We have been creating datasets and dashboards in QuickSight for analyzing historical data. But now we have are thinking of creating an Operational Dashboard to monitor passenger data in airport with a 24-48 hrs horizon. The data is to be picked from the Transactional database which is changing every minute.
We have used SPICE datasets and I am aware that the refresh can be setup upto 15 minutes, but not earlier than than.
Direct Query datasets on transactional data could take time to produce results and in a multi-user usage case may create too many queries on the transactional database
Additionally, dashboard may end up showing different numbers to different people based on when they refreshed data
I want to have a consistent data, that is refreshed say every 5 minutes, data is in QS dataset is consistent for all users
I know this is a general description of a use case. But just wanted to know if anyone has done something of this kind and what approach did you take?

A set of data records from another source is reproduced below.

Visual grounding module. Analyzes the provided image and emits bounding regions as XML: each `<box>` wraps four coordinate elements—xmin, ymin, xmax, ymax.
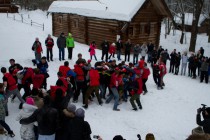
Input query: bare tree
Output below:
<box><xmin>189</xmin><ymin>0</ymin><xmax>204</xmax><ymax>52</ymax></box>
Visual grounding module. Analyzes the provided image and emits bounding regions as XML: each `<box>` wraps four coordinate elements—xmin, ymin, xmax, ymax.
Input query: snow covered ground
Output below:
<box><xmin>0</xmin><ymin>10</ymin><xmax>210</xmax><ymax>140</ymax></box>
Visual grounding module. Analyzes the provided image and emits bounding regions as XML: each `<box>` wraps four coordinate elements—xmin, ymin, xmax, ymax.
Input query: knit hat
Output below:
<box><xmin>113</xmin><ymin>135</ymin><xmax>123</xmax><ymax>140</ymax></box>
<box><xmin>67</xmin><ymin>104</ymin><xmax>76</xmax><ymax>113</ymax></box>
<box><xmin>26</xmin><ymin>97</ymin><xmax>34</xmax><ymax>105</ymax></box>
<box><xmin>75</xmin><ymin>108</ymin><xmax>85</xmax><ymax>118</ymax></box>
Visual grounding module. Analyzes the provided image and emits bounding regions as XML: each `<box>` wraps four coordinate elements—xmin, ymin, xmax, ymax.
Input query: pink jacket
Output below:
<box><xmin>90</xmin><ymin>44</ymin><xmax>96</xmax><ymax>55</ymax></box>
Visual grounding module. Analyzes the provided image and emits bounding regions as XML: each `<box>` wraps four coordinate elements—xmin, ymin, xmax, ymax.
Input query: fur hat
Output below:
<box><xmin>26</xmin><ymin>97</ymin><xmax>34</xmax><ymax>105</ymax></box>
<box><xmin>75</xmin><ymin>108</ymin><xmax>85</xmax><ymax>118</ymax></box>
<box><xmin>67</xmin><ymin>103</ymin><xmax>76</xmax><ymax>113</ymax></box>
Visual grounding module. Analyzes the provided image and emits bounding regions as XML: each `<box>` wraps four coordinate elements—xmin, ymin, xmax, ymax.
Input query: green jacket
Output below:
<box><xmin>66</xmin><ymin>33</ymin><xmax>74</xmax><ymax>48</ymax></box>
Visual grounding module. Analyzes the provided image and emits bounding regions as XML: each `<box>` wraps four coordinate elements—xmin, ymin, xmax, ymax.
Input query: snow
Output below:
<box><xmin>174</xmin><ymin>13</ymin><xmax>206</xmax><ymax>27</ymax></box>
<box><xmin>48</xmin><ymin>0</ymin><xmax>145</xmax><ymax>21</ymax></box>
<box><xmin>0</xmin><ymin>10</ymin><xmax>210</xmax><ymax>140</ymax></box>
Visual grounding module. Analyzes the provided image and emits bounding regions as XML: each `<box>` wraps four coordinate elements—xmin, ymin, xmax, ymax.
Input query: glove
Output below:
<box><xmin>197</xmin><ymin>108</ymin><xmax>202</xmax><ymax>114</ymax></box>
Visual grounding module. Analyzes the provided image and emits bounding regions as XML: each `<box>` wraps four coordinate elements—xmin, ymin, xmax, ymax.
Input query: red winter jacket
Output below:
<box><xmin>74</xmin><ymin>65</ymin><xmax>85</xmax><ymax>81</ymax></box>
<box><xmin>32</xmin><ymin>74</ymin><xmax>44</xmax><ymax>89</ymax></box>
<box><xmin>59</xmin><ymin>77</ymin><xmax>68</xmax><ymax>92</ymax></box>
<box><xmin>142</xmin><ymin>67</ymin><xmax>150</xmax><ymax>79</ymax></box>
<box><xmin>22</xmin><ymin>68</ymin><xmax>34</xmax><ymax>86</ymax></box>
<box><xmin>159</xmin><ymin>63</ymin><xmax>167</xmax><ymax>77</ymax></box>
<box><xmin>109</xmin><ymin>45</ymin><xmax>116</xmax><ymax>54</ymax></box>
<box><xmin>4</xmin><ymin>73</ymin><xmax>17</xmax><ymax>90</ymax></box>
<box><xmin>139</xmin><ymin>60</ymin><xmax>145</xmax><ymax>69</ymax></box>
<box><xmin>89</xmin><ymin>69</ymin><xmax>100</xmax><ymax>86</ymax></box>
<box><xmin>59</xmin><ymin>66</ymin><xmax>71</xmax><ymax>78</ymax></box>
<box><xmin>50</xmin><ymin>86</ymin><xmax>66</xmax><ymax>100</ymax></box>
<box><xmin>109</xmin><ymin>73</ymin><xmax>119</xmax><ymax>88</ymax></box>
<box><xmin>136</xmin><ymin>78</ymin><xmax>143</xmax><ymax>94</ymax></box>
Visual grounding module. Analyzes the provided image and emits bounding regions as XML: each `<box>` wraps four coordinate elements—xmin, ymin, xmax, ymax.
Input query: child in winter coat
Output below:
<box><xmin>109</xmin><ymin>43</ymin><xmax>116</xmax><ymax>59</ymax></box>
<box><xmin>32</xmin><ymin>38</ymin><xmax>43</xmax><ymax>63</ymax></box>
<box><xmin>129</xmin><ymin>75</ymin><xmax>142</xmax><ymax>111</ymax></box>
<box><xmin>0</xmin><ymin>83</ymin><xmax>15</xmax><ymax>137</ymax></box>
<box><xmin>16</xmin><ymin>97</ymin><xmax>37</xmax><ymax>140</ymax></box>
<box><xmin>89</xmin><ymin>41</ymin><xmax>97</xmax><ymax>61</ymax></box>
<box><xmin>142</xmin><ymin>63</ymin><xmax>150</xmax><ymax>95</ymax></box>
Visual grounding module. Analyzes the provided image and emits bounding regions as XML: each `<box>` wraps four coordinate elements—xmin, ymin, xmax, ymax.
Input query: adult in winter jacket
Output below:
<box><xmin>84</xmin><ymin>68</ymin><xmax>102</xmax><ymax>108</ymax></box>
<box><xmin>141</xmin><ymin>43</ymin><xmax>148</xmax><ymax>59</ymax></box>
<box><xmin>16</xmin><ymin>97</ymin><xmax>37</xmax><ymax>140</ymax></box>
<box><xmin>147</xmin><ymin>42</ymin><xmax>155</xmax><ymax>63</ymax></box>
<box><xmin>89</xmin><ymin>41</ymin><xmax>97</xmax><ymax>61</ymax></box>
<box><xmin>129</xmin><ymin>75</ymin><xmax>142</xmax><ymax>111</ymax></box>
<box><xmin>58</xmin><ymin>61</ymin><xmax>71</xmax><ymax>78</ymax></box>
<box><xmin>0</xmin><ymin>83</ymin><xmax>15</xmax><ymax>137</ymax></box>
<box><xmin>101</xmin><ymin>40</ymin><xmax>109</xmax><ymax>62</ymax></box>
<box><xmin>142</xmin><ymin>63</ymin><xmax>150</xmax><ymax>94</ymax></box>
<box><xmin>62</xmin><ymin>108</ymin><xmax>92</xmax><ymax>140</ymax></box>
<box><xmin>175</xmin><ymin>52</ymin><xmax>181</xmax><ymax>75</ymax></box>
<box><xmin>200</xmin><ymin>57</ymin><xmax>209</xmax><ymax>84</ymax></box>
<box><xmin>45</xmin><ymin>34</ymin><xmax>54</xmax><ymax>62</ymax></box>
<box><xmin>196</xmin><ymin>107</ymin><xmax>210</xmax><ymax>134</ymax></box>
<box><xmin>181</xmin><ymin>52</ymin><xmax>188</xmax><ymax>75</ymax></box>
<box><xmin>106</xmin><ymin>68</ymin><xmax>120</xmax><ymax>111</ymax></box>
<box><xmin>133</xmin><ymin>44</ymin><xmax>141</xmax><ymax>65</ymax></box>
<box><xmin>116</xmin><ymin>39</ymin><xmax>123</xmax><ymax>61</ymax></box>
<box><xmin>1</xmin><ymin>67</ymin><xmax>25</xmax><ymax>115</ymax></box>
<box><xmin>37</xmin><ymin>57</ymin><xmax>49</xmax><ymax>89</ymax></box>
<box><xmin>20</xmin><ymin>96</ymin><xmax>58</xmax><ymax>140</ymax></box>
<box><xmin>32</xmin><ymin>68</ymin><xmax>44</xmax><ymax>89</ymax></box>
<box><xmin>57</xmin><ymin>33</ymin><xmax>66</xmax><ymax>61</ymax></box>
<box><xmin>109</xmin><ymin>43</ymin><xmax>116</xmax><ymax>59</ymax></box>
<box><xmin>66</xmin><ymin>33</ymin><xmax>75</xmax><ymax>60</ymax></box>
<box><xmin>32</xmin><ymin>38</ymin><xmax>42</xmax><ymax>62</ymax></box>
<box><xmin>169</xmin><ymin>49</ymin><xmax>177</xmax><ymax>73</ymax></box>
<box><xmin>125</xmin><ymin>39</ymin><xmax>132</xmax><ymax>62</ymax></box>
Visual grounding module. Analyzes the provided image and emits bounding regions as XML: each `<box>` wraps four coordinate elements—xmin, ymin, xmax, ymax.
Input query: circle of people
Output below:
<box><xmin>0</xmin><ymin>33</ymin><xmax>209</xmax><ymax>140</ymax></box>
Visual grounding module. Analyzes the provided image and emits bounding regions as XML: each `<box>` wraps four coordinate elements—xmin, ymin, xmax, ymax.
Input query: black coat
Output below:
<box><xmin>57</xmin><ymin>35</ymin><xmax>66</xmax><ymax>48</ymax></box>
<box><xmin>125</xmin><ymin>43</ymin><xmax>132</xmax><ymax>52</ymax></box>
<box><xmin>101</xmin><ymin>41</ymin><xmax>109</xmax><ymax>53</ymax></box>
<box><xmin>62</xmin><ymin>117</ymin><xmax>92</xmax><ymax>140</ymax></box>
<box><xmin>20</xmin><ymin>106</ymin><xmax>58</xmax><ymax>135</ymax></box>
<box><xmin>116</xmin><ymin>42</ymin><xmax>123</xmax><ymax>51</ymax></box>
<box><xmin>196</xmin><ymin>114</ymin><xmax>210</xmax><ymax>134</ymax></box>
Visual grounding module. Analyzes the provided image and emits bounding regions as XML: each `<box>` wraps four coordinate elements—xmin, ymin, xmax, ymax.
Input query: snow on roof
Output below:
<box><xmin>174</xmin><ymin>13</ymin><xmax>206</xmax><ymax>27</ymax></box>
<box><xmin>48</xmin><ymin>0</ymin><xmax>146</xmax><ymax>21</ymax></box>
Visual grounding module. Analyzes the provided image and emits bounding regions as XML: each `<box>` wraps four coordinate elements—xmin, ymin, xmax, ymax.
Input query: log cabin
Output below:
<box><xmin>0</xmin><ymin>0</ymin><xmax>18</xmax><ymax>13</ymax></box>
<box><xmin>174</xmin><ymin>13</ymin><xmax>209</xmax><ymax>34</ymax></box>
<box><xmin>48</xmin><ymin>0</ymin><xmax>172</xmax><ymax>47</ymax></box>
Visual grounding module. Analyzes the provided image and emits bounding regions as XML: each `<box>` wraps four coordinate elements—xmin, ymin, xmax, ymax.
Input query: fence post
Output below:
<box><xmin>21</xmin><ymin>14</ymin><xmax>23</xmax><ymax>23</ymax></box>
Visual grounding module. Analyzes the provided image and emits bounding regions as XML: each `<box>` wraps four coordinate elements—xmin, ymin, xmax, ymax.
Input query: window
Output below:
<box><xmin>73</xmin><ymin>19</ymin><xmax>79</xmax><ymax>28</ymax></box>
<box><xmin>140</xmin><ymin>23</ymin><xmax>146</xmax><ymax>34</ymax></box>
<box><xmin>150</xmin><ymin>22</ymin><xmax>156</xmax><ymax>34</ymax></box>
<box><xmin>57</xmin><ymin>15</ymin><xmax>63</xmax><ymax>24</ymax></box>
<box><xmin>128</xmin><ymin>27</ymin><xmax>133</xmax><ymax>36</ymax></box>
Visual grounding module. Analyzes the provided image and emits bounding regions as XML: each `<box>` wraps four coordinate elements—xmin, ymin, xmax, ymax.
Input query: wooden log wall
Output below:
<box><xmin>69</xmin><ymin>15</ymin><xmax>87</xmax><ymax>44</ymax></box>
<box><xmin>126</xmin><ymin>1</ymin><xmax>162</xmax><ymax>46</ymax></box>
<box><xmin>87</xmin><ymin>18</ymin><xmax>118</xmax><ymax>47</ymax></box>
<box><xmin>52</xmin><ymin>13</ymin><xmax>69</xmax><ymax>37</ymax></box>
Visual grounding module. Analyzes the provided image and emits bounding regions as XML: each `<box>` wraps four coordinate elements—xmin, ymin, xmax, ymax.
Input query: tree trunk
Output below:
<box><xmin>189</xmin><ymin>0</ymin><xmax>204</xmax><ymax>52</ymax></box>
<box><xmin>180</xmin><ymin>13</ymin><xmax>185</xmax><ymax>44</ymax></box>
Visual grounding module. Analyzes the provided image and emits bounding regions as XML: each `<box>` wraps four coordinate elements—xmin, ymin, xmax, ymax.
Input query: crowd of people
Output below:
<box><xmin>0</xmin><ymin>33</ymin><xmax>209</xmax><ymax>140</ymax></box>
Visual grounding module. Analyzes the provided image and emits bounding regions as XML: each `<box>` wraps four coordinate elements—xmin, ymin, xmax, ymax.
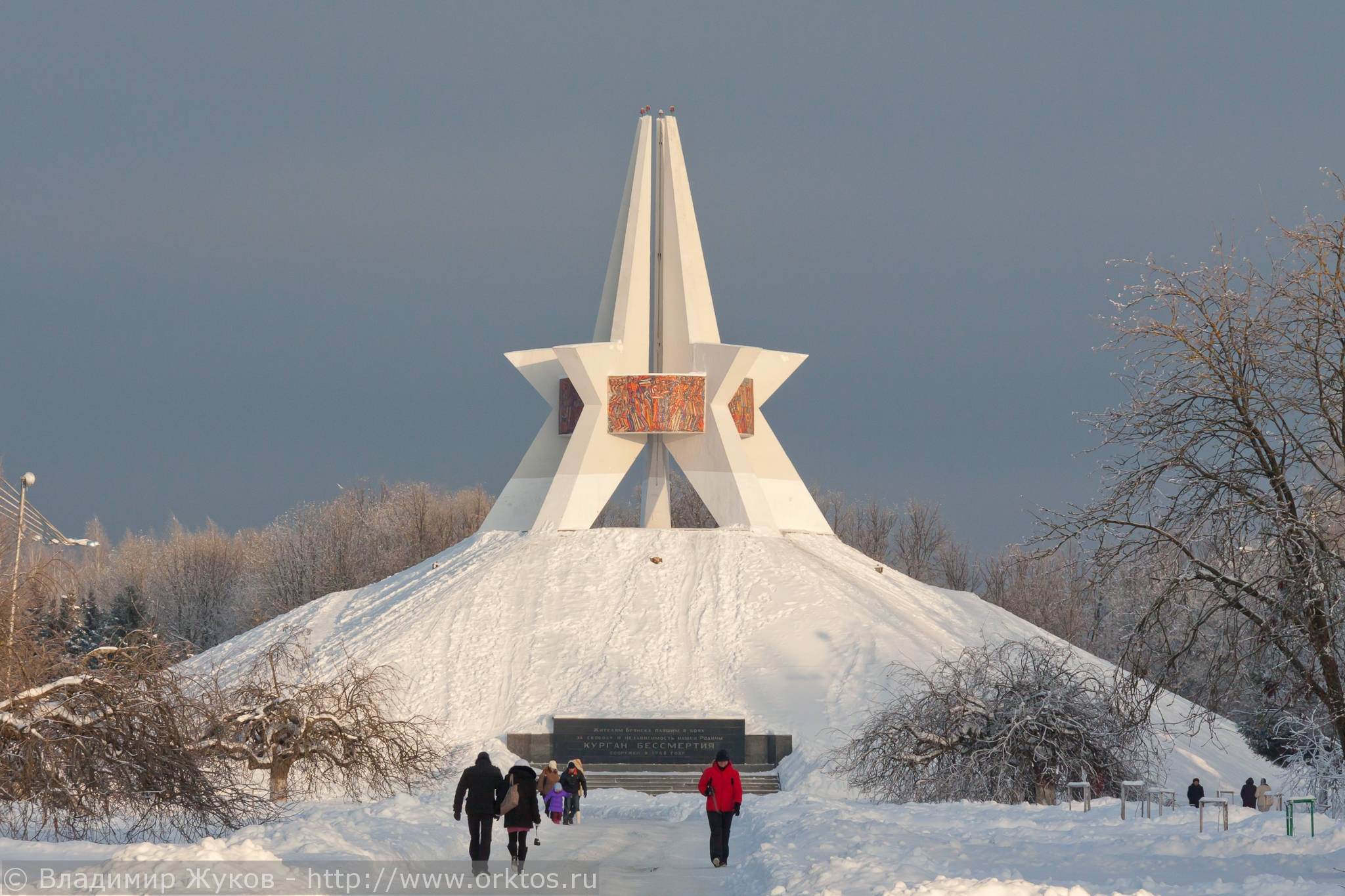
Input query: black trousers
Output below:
<box><xmin>467</xmin><ymin>813</ymin><xmax>495</xmax><ymax>863</ymax></box>
<box><xmin>705</xmin><ymin>810</ymin><xmax>733</xmax><ymax>863</ymax></box>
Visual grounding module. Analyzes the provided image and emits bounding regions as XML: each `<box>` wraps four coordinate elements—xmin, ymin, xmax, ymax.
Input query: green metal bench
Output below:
<box><xmin>1285</xmin><ymin>797</ymin><xmax>1317</xmax><ymax>837</ymax></box>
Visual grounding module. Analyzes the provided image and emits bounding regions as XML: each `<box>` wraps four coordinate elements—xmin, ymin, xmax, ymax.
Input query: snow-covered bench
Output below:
<box><xmin>1145</xmin><ymin>787</ymin><xmax>1177</xmax><ymax>818</ymax></box>
<box><xmin>1120</xmin><ymin>780</ymin><xmax>1145</xmax><ymax>821</ymax></box>
<box><xmin>1200</xmin><ymin>797</ymin><xmax>1228</xmax><ymax>833</ymax></box>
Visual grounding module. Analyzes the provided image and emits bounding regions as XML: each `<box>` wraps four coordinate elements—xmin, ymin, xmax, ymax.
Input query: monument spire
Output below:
<box><xmin>481</xmin><ymin>106</ymin><xmax>831</xmax><ymax>533</ymax></box>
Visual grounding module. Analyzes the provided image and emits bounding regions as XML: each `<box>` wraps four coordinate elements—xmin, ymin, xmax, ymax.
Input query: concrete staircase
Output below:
<box><xmin>584</xmin><ymin>765</ymin><xmax>780</xmax><ymax>794</ymax></box>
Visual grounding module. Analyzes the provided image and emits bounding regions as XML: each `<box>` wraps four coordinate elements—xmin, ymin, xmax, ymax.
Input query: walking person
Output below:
<box><xmin>1256</xmin><ymin>778</ymin><xmax>1275</xmax><ymax>811</ymax></box>
<box><xmin>1186</xmin><ymin>778</ymin><xmax>1205</xmax><ymax>807</ymax></box>
<box><xmin>1237</xmin><ymin>778</ymin><xmax>1256</xmax><ymax>809</ymax></box>
<box><xmin>498</xmin><ymin>761</ymin><xmax>542</xmax><ymax>872</ymax></box>
<box><xmin>537</xmin><ymin>759</ymin><xmax>561</xmax><ymax>800</ymax></box>
<box><xmin>542</xmin><ymin>780</ymin><xmax>565</xmax><ymax>825</ymax></box>
<box><xmin>697</xmin><ymin>750</ymin><xmax>742</xmax><ymax>868</ymax></box>
<box><xmin>561</xmin><ymin>759</ymin><xmax>588</xmax><ymax>825</ymax></box>
<box><xmin>453</xmin><ymin>750</ymin><xmax>504</xmax><ymax>874</ymax></box>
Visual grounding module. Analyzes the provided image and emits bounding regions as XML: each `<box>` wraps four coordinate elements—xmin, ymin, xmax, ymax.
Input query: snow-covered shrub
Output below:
<box><xmin>0</xmin><ymin>633</ymin><xmax>275</xmax><ymax>840</ymax></box>
<box><xmin>1275</xmin><ymin>712</ymin><xmax>1345</xmax><ymax>818</ymax></box>
<box><xmin>834</xmin><ymin>638</ymin><xmax>1159</xmax><ymax>803</ymax></box>
<box><xmin>195</xmin><ymin>633</ymin><xmax>443</xmax><ymax>802</ymax></box>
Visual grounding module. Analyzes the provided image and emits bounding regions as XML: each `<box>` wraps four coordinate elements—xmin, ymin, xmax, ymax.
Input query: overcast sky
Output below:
<box><xmin>0</xmin><ymin>1</ymin><xmax>1345</xmax><ymax>549</ymax></box>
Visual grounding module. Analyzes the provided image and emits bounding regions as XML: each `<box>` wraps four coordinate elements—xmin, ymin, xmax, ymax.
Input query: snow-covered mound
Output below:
<box><xmin>194</xmin><ymin>529</ymin><xmax>1278</xmax><ymax>794</ymax></box>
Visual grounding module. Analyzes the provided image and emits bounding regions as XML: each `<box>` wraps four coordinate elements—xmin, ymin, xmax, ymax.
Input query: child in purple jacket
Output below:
<box><xmin>544</xmin><ymin>780</ymin><xmax>565</xmax><ymax>825</ymax></box>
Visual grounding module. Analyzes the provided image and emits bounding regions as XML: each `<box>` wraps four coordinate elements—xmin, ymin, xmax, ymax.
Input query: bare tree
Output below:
<box><xmin>194</xmin><ymin>637</ymin><xmax>443</xmax><ymax>802</ymax></box>
<box><xmin>892</xmin><ymin>498</ymin><xmax>950</xmax><ymax>582</ymax></box>
<box><xmin>851</xmin><ymin>497</ymin><xmax>900</xmax><ymax>563</ymax></box>
<box><xmin>834</xmin><ymin>638</ymin><xmax>1159</xmax><ymax>803</ymax></box>
<box><xmin>0</xmin><ymin>633</ymin><xmax>272</xmax><ymax>840</ymax></box>
<box><xmin>1042</xmin><ymin>180</ymin><xmax>1345</xmax><ymax>763</ymax></box>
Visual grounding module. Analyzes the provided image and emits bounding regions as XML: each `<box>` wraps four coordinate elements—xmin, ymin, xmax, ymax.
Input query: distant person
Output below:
<box><xmin>496</xmin><ymin>761</ymin><xmax>542</xmax><ymax>870</ymax></box>
<box><xmin>453</xmin><ymin>750</ymin><xmax>504</xmax><ymax>873</ymax></box>
<box><xmin>537</xmin><ymin>759</ymin><xmax>561</xmax><ymax>800</ymax></box>
<box><xmin>697</xmin><ymin>750</ymin><xmax>742</xmax><ymax>868</ymax></box>
<box><xmin>1256</xmin><ymin>778</ymin><xmax>1275</xmax><ymax>811</ymax></box>
<box><xmin>1186</xmin><ymin>778</ymin><xmax>1205</xmax><ymax>806</ymax></box>
<box><xmin>542</xmin><ymin>780</ymin><xmax>565</xmax><ymax>825</ymax></box>
<box><xmin>1237</xmin><ymin>778</ymin><xmax>1256</xmax><ymax>809</ymax></box>
<box><xmin>561</xmin><ymin>759</ymin><xmax>588</xmax><ymax>825</ymax></box>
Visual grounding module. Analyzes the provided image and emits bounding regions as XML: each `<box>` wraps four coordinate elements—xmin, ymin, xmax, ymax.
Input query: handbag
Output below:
<box><xmin>500</xmin><ymin>775</ymin><xmax>518</xmax><ymax>815</ymax></box>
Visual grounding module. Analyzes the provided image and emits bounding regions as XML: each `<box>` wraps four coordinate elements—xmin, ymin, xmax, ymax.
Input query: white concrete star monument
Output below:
<box><xmin>481</xmin><ymin>108</ymin><xmax>831</xmax><ymax>533</ymax></box>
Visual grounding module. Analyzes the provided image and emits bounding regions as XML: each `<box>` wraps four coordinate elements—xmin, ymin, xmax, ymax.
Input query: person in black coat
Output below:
<box><xmin>1240</xmin><ymin>778</ymin><xmax>1256</xmax><ymax>809</ymax></box>
<box><xmin>496</xmin><ymin>763</ymin><xmax>542</xmax><ymax>870</ymax></box>
<box><xmin>561</xmin><ymin>760</ymin><xmax>588</xmax><ymax>825</ymax></box>
<box><xmin>453</xmin><ymin>750</ymin><xmax>504</xmax><ymax>873</ymax></box>
<box><xmin>1186</xmin><ymin>778</ymin><xmax>1205</xmax><ymax>806</ymax></box>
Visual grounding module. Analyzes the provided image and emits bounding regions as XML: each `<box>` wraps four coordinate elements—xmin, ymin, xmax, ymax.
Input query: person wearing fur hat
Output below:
<box><xmin>495</xmin><ymin>761</ymin><xmax>542</xmax><ymax>872</ymax></box>
<box><xmin>561</xmin><ymin>759</ymin><xmax>588</xmax><ymax>825</ymax></box>
<box><xmin>537</xmin><ymin>759</ymin><xmax>561</xmax><ymax>800</ymax></box>
<box><xmin>453</xmin><ymin>750</ymin><xmax>504</xmax><ymax>873</ymax></box>
<box><xmin>697</xmin><ymin>750</ymin><xmax>742</xmax><ymax>868</ymax></box>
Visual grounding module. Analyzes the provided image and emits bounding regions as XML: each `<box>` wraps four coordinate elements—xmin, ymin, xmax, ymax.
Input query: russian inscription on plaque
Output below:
<box><xmin>552</xmin><ymin>716</ymin><xmax>747</xmax><ymax>765</ymax></box>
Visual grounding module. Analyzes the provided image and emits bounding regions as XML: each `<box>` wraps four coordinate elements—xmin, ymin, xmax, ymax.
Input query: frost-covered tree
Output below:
<box><xmin>0</xmin><ymin>633</ymin><xmax>271</xmax><ymax>840</ymax></box>
<box><xmin>835</xmin><ymin>638</ymin><xmax>1159</xmax><ymax>803</ymax></box>
<box><xmin>194</xmin><ymin>637</ymin><xmax>443</xmax><ymax>802</ymax></box>
<box><xmin>1042</xmin><ymin>179</ymin><xmax>1345</xmax><ymax>763</ymax></box>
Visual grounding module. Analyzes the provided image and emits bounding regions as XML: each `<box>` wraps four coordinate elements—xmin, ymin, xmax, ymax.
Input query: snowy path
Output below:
<box><xmin>0</xmin><ymin>790</ymin><xmax>1345</xmax><ymax>896</ymax></box>
<box><xmin>529</xmin><ymin>813</ymin><xmax>757</xmax><ymax>896</ymax></box>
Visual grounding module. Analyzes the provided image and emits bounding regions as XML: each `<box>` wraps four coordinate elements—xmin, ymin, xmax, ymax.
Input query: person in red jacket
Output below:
<box><xmin>697</xmin><ymin>750</ymin><xmax>742</xmax><ymax>868</ymax></box>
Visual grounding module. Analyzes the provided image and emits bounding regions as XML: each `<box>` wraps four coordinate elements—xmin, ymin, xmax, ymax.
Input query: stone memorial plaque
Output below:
<box><xmin>553</xmin><ymin>716</ymin><xmax>747</xmax><ymax>765</ymax></box>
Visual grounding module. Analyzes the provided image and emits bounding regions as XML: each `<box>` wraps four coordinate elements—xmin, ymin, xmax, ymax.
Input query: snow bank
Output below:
<box><xmin>8</xmin><ymin>787</ymin><xmax>1345</xmax><ymax>896</ymax></box>
<box><xmin>192</xmin><ymin>529</ymin><xmax>1277</xmax><ymax>797</ymax></box>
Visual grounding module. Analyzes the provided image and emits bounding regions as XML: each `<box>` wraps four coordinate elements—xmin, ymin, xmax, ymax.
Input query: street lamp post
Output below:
<box><xmin>4</xmin><ymin>473</ymin><xmax>37</xmax><ymax>691</ymax></box>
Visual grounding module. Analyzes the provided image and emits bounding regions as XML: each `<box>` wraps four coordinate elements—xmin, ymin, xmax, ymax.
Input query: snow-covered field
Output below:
<box><xmin>8</xmin><ymin>790</ymin><xmax>1345</xmax><ymax>896</ymax></box>
<box><xmin>184</xmin><ymin>529</ymin><xmax>1277</xmax><ymax>796</ymax></box>
<box><xmin>0</xmin><ymin>529</ymin><xmax>1318</xmax><ymax>896</ymax></box>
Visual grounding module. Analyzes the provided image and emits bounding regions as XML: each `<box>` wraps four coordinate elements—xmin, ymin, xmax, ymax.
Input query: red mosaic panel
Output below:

The consistency of the dashboard will be based on how often the data is refreshed, even if you have the data in SPICE, different users accessing the same dashboard might see different data depending on when the oppened/refreshed the dashboard.
To have a static dataset that is refreshed every 5 minutes, my suggestion is to create an ETL job that refreshes a table with the relevant data every 5 minutes and that QucikSight access with direct query. Another possibility will be to create a materialized view that is refreshed every 5 minutes. Both these solutions have the disadvantages that direct query has regarding sessions and database access, but at least you can have a very specific dataset which can be tailored specific for this use case, as well as the refresh of the table/view needs to run in less than 5 minutes.
Another architecture that might help with this is to create an analytical database only for QuickSight access to segregate transactional work from analytics workloads. Depending on your underlying database you could use Zero-ETL to transfer data, or if using Redshift you could use data shares.